Friday, September 26, 2008

Miracle Mile (1988)

The 1980s yielded some very strange, just outside of the mainstream, films. Films that have a grandiose nature within a small frame, that deviate from the typical, Hollywood sensibilities of what should go in films and how they should be made - challenging subjects inside unlikely vessels. It was a time of experimentation. Films like Ladyhawke, After Hours, Buckaroo Banzai, even Ferris Bueller's Day Off would be hard pressed to see production today. Over the past two decades we've seen this territory approached, but very seldom reached, and in all this time there has been no more beautiful an enigma than Miracle Mile.

Miracle Mile begins with a very simple premise: Harry (Anthony Edwards) accidentally meets the girl of his dreams, Julie (Mare Winningham), and after a successful afternoon together plan for a date. Accidents happen and he misses it. The payphone outside the diner where they were supposed to meet is ringing, so Harry picks up... A frightened voice, who'd gotten the wrong number, tells him that nuclear weapons have been launched at the US, and there's only 70 minutes left. From there the movie takes a serious shift. If Harry really does have such a short time he wants to spend it with Julie, and he'll do anything to get to her. With everything at stake and nothing to lose, Harry, and any of the colorful crowd awake past midnight whom he shares his secret with, are capable of anything. Things get chaotically strange.
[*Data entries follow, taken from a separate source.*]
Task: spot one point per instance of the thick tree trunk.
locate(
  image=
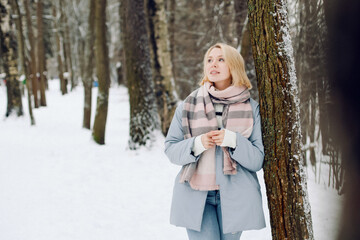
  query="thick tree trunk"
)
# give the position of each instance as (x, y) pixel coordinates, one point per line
(9, 55)
(161, 63)
(143, 113)
(102, 70)
(89, 64)
(21, 47)
(244, 43)
(33, 77)
(41, 51)
(284, 175)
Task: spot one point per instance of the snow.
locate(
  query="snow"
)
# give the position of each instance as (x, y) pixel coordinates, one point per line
(56, 183)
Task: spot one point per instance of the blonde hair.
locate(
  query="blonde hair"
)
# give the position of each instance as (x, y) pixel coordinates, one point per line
(235, 62)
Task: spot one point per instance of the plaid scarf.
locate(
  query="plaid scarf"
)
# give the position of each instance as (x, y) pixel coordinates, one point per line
(199, 117)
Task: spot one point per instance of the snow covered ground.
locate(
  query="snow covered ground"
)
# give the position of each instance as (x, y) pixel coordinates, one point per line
(57, 184)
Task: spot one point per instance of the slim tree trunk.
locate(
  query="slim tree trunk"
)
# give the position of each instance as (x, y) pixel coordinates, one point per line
(67, 48)
(171, 30)
(63, 87)
(284, 175)
(143, 111)
(89, 64)
(41, 51)
(9, 55)
(33, 77)
(102, 71)
(22, 57)
(161, 62)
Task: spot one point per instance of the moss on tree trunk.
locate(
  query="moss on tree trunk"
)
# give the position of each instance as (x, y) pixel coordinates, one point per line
(284, 177)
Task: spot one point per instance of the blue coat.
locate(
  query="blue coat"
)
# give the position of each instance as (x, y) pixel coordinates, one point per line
(240, 195)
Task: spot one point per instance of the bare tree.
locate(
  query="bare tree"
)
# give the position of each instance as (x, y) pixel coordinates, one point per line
(102, 71)
(41, 51)
(59, 55)
(21, 50)
(166, 95)
(9, 55)
(143, 113)
(32, 61)
(285, 179)
(89, 64)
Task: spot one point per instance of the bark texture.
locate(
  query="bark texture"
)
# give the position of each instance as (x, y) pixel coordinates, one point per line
(89, 64)
(63, 87)
(285, 180)
(102, 72)
(41, 51)
(143, 113)
(21, 50)
(9, 55)
(32, 77)
(166, 96)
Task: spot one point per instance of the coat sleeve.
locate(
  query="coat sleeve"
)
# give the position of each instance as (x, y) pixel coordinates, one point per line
(178, 149)
(249, 152)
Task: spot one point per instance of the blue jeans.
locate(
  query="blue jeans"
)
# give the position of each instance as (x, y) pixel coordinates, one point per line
(211, 226)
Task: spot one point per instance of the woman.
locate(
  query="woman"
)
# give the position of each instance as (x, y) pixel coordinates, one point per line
(215, 136)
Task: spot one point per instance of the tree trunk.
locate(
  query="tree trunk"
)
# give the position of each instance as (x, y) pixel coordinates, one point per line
(161, 63)
(63, 87)
(41, 51)
(171, 30)
(284, 175)
(33, 77)
(9, 55)
(143, 113)
(102, 70)
(89, 64)
(21, 46)
(66, 48)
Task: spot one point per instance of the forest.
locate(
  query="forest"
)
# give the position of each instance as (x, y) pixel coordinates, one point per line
(151, 51)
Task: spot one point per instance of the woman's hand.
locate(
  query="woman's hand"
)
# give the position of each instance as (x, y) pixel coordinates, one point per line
(207, 141)
(218, 136)
(212, 138)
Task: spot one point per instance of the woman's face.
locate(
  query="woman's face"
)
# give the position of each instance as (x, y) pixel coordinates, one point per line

The film is a dark, dark comedy, playing off the increasingly bleak perspective of the period right before the iron curtain fell. It's also a romance, and a powerful one. It runs like a chaotic dream where you're constantly finding and losing what you're looking for. LA's Miracle Mile, is transformed from a fun and funky few blocks of city into a tremendous labyrinth. The art direction is astounding and the soundtrack by Tangerine Dream permeates the entire film, accompanying the atmosphere superbly.

The film was originally penned as part of the 1983 Twilight Zone Movie. At one time the script was listed as being among the top 10 best unmade screenplays. Writer and director, Steve De Jarnatt put a significant amount of personal funds and legwork into make the film happen. Not only was the script making film companies uncomfortable, but De Jarnatt didn't have much directing experience; only one previous film, Cherry 2000 (which looks awesome, but I haven't seen it), and writing credits for the Bob and Doug McKenzie movie, Strange Brew. Following Miracle Mile, De Jarnatt's career has been entirely in television. He's worked on everything from X-Files and ER to Lizzie McGuire. Here's hoping he returns to film someday. I'd like to see what else his mind can conjure up.

Miracle Mile is available on DVD, and is up on YouTube:



And if you want just a little taste of the flavor of Miracle Mile, check out these samples from Tangerine Dream's score:

Miracle Mile: Original Soundtrack From The Hemdale Motion Picture

01 Tangerine Dream - After the Call
02 Tangerine Dream - Running Out of Time
03 Tangerine Dream - Museum Walk

FILE: Samples from Miracle Mile (1988)
BUY IT: Amazon

- Cap

1 comment:

Media Potluck said...

Additional note on Cherry 2000:

I picked up Cherry 2000. It does LOOK awesome - De Jarnatt's sleek style is lovely and ever-present, and some interesting things happen, but the story, the acting the dialogue - all nonsense, not very good at all. Definitely worth watching for the art directing though.